Os “Diários de Viagem” são preciosos porque, a despeito dos compromissos de saúde ou das dificuldades editoriais dos “Ensaios”, os relatos revelam algo muito próximo da experiência contemporânea de viajar. Montaigne gostava de avaliar as hospedarias, a qualidade da comida, a arquitetura das cidades e a liturgia das igrejas. Seu arrebatamento, por exemplo, com a Piazza del Campo, a praça central de Siena, soará familiar a qualquer turista do nosso tempo que tenha visitado o local. Bom, de minha parte, quando estive em Siena, após andar pelos corredores labirínticos medievais e chegar com espanto na Piazza del Campo, imediatamente soube que nunca mais me esqueceria daquilo – e lembrei-me de Montaigne.

De certo modo, Montaigne foi o primeiro blogueiro de viagem e as mensagens que ele nos traz de cinco séculos atrás nada mais são do que o fascínio pela novidade que é tão característico da modernidade. Viajando, Montaigne não julgava os diferentes com seus próprios padrões culturais ou morais — foi também, portanto, um precursor da antropologia. Para ele, a conversa com estranhos poderia ser uma das melhores escolas possíveis, mais benéfica para a vida do que os livros.

Na escola de Montaigne, tudo são tentativas e perspectivas. Isto não significa que devamos abandonar qualquer possibilidade de verdade em um relativismo estéril, mas que deveríamos ser céticos e desconfiados com as nossas descobertas. Ler Montaigne no tempo em que estamos rodeados pelos textos das redes sociais digitais, tão cheios de certezas e sem uma chance verdadeira para a escuta, é um grande alívio.

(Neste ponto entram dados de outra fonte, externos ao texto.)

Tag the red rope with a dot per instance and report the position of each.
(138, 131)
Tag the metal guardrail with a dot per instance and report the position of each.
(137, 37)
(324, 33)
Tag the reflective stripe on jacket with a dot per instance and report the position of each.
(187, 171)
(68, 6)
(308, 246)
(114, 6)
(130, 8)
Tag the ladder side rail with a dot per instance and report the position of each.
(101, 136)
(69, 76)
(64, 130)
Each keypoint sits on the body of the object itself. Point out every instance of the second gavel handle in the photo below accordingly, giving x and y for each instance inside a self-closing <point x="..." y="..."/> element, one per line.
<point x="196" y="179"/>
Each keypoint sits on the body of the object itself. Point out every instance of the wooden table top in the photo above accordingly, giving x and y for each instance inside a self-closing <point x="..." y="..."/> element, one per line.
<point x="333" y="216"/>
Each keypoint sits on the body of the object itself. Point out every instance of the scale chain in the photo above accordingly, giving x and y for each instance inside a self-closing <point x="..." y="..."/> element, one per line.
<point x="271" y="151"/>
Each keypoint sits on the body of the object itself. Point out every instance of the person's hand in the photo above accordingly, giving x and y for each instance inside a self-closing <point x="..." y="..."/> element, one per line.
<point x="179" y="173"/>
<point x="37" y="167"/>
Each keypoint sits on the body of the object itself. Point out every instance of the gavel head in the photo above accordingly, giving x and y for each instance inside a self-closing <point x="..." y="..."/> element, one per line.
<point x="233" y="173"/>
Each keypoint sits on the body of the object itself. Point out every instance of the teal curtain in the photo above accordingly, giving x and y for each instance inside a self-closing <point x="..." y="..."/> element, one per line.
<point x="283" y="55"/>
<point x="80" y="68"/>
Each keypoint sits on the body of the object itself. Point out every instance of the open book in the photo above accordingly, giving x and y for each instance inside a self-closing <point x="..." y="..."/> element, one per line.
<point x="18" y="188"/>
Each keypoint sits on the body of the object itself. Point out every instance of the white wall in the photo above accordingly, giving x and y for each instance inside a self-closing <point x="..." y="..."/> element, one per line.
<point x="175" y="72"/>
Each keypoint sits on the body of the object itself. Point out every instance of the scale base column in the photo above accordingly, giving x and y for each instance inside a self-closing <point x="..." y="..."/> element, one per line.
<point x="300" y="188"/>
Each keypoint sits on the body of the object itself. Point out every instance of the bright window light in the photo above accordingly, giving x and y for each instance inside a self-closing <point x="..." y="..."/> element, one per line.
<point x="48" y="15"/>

Quando viajamos, somos todos, acho eu, endividados com Montaigne. A taxa de juros é alta. Diante da novidade, todos nós viramos ensaístas, gostamos de observar e tirar conclusões sobre aquilo que é diferente. Basta olhar nos blogs, nos canais de YouTube ou na bela tradição da literatura de viagem para confirmar que a predisposição para aflorar o antropólogo que existe dentro de nós é um grande sucesso contemporâneo.